After prayers Dec.9, 2014, HBHA freshmen and sophomores rushed to experience their first meeting with the Israeli students. While the day was only beginning in Kansas City, it was already late afternoon in Israel. Sophomore grader Lauren Hassan told Rampage that ”having the opportunity to communicate with Israeli students was a very enlightening experience,” she continued, “even though we go to a Jewish day school, we rarely get the chance to interact with the people in Israel.”
Regarding the focus on discovering their identity, each student was expected to have a different experience. Every student from either school drafted a paragraph about their identity influenced by a famous quote. Teachers provided lists of several quotes and information about their authors. After choosing their quote, students related the quote to their own lives and identities. One of the quotes provided was written by British playwright Oscar Wilde: “Most people are other people. Their thoughts are someone else’s opinions, their lives a mimicry, their passions a quotation.”

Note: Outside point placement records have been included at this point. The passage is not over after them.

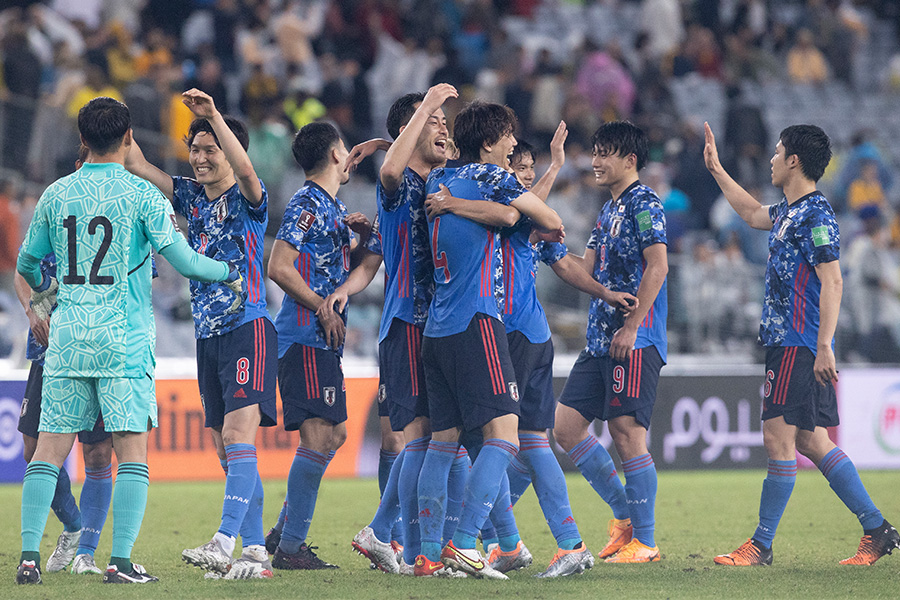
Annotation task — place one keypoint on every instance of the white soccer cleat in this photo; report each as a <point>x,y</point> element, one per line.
<point>210,556</point>
<point>381,554</point>
<point>66,546</point>
<point>253,564</point>
<point>84,564</point>
<point>569,562</point>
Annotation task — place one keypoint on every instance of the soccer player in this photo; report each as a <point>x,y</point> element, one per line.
<point>81,529</point>
<point>615,377</point>
<point>531,352</point>
<point>226,207</point>
<point>418,126</point>
<point>468,373</point>
<point>311,257</point>
<point>800,313</point>
<point>100,222</point>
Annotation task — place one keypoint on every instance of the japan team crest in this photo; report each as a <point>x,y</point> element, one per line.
<point>221,209</point>
<point>616,226</point>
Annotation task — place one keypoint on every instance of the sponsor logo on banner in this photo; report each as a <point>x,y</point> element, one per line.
<point>887,421</point>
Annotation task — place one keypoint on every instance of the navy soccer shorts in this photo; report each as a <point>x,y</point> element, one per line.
<point>533,365</point>
<point>31,411</point>
<point>238,369</point>
<point>469,376</point>
<point>311,381</point>
<point>602,388</point>
<point>403,374</point>
<point>791,390</point>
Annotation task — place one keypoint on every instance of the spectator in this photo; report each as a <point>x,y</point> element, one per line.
<point>866,190</point>
<point>805,62</point>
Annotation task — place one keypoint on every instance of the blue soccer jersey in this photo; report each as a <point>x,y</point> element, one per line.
<point>625,228</point>
<point>465,254</point>
<point>520,307</point>
<point>400,235</point>
<point>229,229</point>
<point>804,234</point>
<point>314,225</point>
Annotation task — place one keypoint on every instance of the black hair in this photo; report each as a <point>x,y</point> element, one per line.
<point>312,144</point>
<point>236,126</point>
<point>481,124</point>
<point>103,123</point>
<point>521,149</point>
<point>811,146</point>
<point>622,138</point>
<point>402,111</point>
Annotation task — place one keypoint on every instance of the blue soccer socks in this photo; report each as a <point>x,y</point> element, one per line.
<point>63,503</point>
<point>482,489</point>
<point>386,460</point>
<point>595,463</point>
<point>640,490</point>
<point>456,489</point>
<point>550,486</point>
<point>95,497</point>
<point>777,488</point>
<point>303,489</point>
<point>240,486</point>
<point>38,489</point>
<point>389,509</point>
<point>501,517</point>
<point>518,473</point>
<point>432,497</point>
<point>129,502</point>
<point>843,478</point>
<point>408,490</point>
<point>251,527</point>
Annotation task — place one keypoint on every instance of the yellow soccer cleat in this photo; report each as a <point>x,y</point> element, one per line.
<point>619,534</point>
<point>635,552</point>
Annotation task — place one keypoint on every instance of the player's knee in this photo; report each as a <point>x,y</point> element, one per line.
<point>97,456</point>
<point>566,436</point>
<point>338,438</point>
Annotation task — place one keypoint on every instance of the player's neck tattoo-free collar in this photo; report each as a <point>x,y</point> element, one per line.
<point>312,183</point>
<point>624,193</point>
<point>804,197</point>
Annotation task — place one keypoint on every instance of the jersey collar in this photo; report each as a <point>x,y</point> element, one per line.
<point>625,192</point>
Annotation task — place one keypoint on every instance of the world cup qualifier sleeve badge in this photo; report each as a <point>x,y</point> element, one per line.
<point>329,394</point>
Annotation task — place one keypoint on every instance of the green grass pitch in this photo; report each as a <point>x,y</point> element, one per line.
<point>699,514</point>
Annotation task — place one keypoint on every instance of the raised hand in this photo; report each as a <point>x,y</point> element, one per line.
<point>364,150</point>
<point>200,103</point>
<point>437,95</point>
<point>710,153</point>
<point>557,145</point>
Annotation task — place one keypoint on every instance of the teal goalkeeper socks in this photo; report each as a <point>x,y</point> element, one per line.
<point>38,489</point>
<point>129,503</point>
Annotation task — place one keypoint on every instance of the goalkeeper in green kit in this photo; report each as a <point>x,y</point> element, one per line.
<point>101,222</point>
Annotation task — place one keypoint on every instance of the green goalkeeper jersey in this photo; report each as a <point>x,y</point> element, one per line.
<point>101,223</point>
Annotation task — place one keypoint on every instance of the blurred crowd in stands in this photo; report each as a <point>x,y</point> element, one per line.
<point>749,67</point>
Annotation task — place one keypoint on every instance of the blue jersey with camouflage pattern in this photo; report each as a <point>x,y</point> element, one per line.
<point>314,225</point>
<point>804,234</point>
<point>229,229</point>
<point>466,255</point>
<point>400,235</point>
<point>520,306</point>
<point>625,228</point>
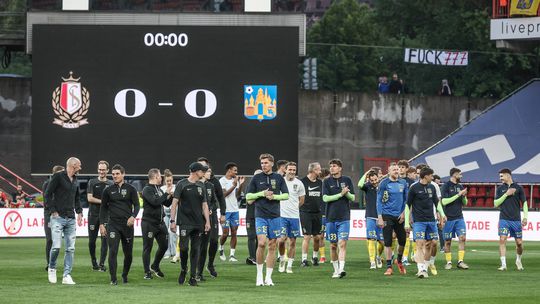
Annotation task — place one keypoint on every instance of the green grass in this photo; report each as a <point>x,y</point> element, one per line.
<point>24,280</point>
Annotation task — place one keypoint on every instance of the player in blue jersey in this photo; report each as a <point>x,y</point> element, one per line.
<point>454,198</point>
<point>391,197</point>
<point>419,212</point>
<point>266,190</point>
<point>368,183</point>
<point>509,198</point>
<point>338,192</point>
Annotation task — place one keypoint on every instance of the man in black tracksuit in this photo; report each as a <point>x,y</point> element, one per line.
<point>192,218</point>
<point>47,217</point>
<point>94,192</point>
<point>212,235</point>
<point>119,208</point>
<point>152,224</point>
<point>213,247</point>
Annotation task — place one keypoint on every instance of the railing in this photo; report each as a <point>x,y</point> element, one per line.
<point>30,198</point>
<point>501,9</point>
<point>310,7</point>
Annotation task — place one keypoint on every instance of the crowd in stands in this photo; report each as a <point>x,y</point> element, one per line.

Each student will have access to a private Facebook called Documail, specifically for this project. They will be able to post on each others’ walls, comment on the posts, and interact like most pen-pals do, only they will be doing so through social media.
When asked why she decided to introduce this program, Flacks remarked that she wished “to give these kids a connection when they go to Israel.” Flacks wants the students to create friendships in an informal way. Along with that, she hopes that this year’s sophomores will meet the students from Israel when they travel on the Poland-Prague-Israel trip next year.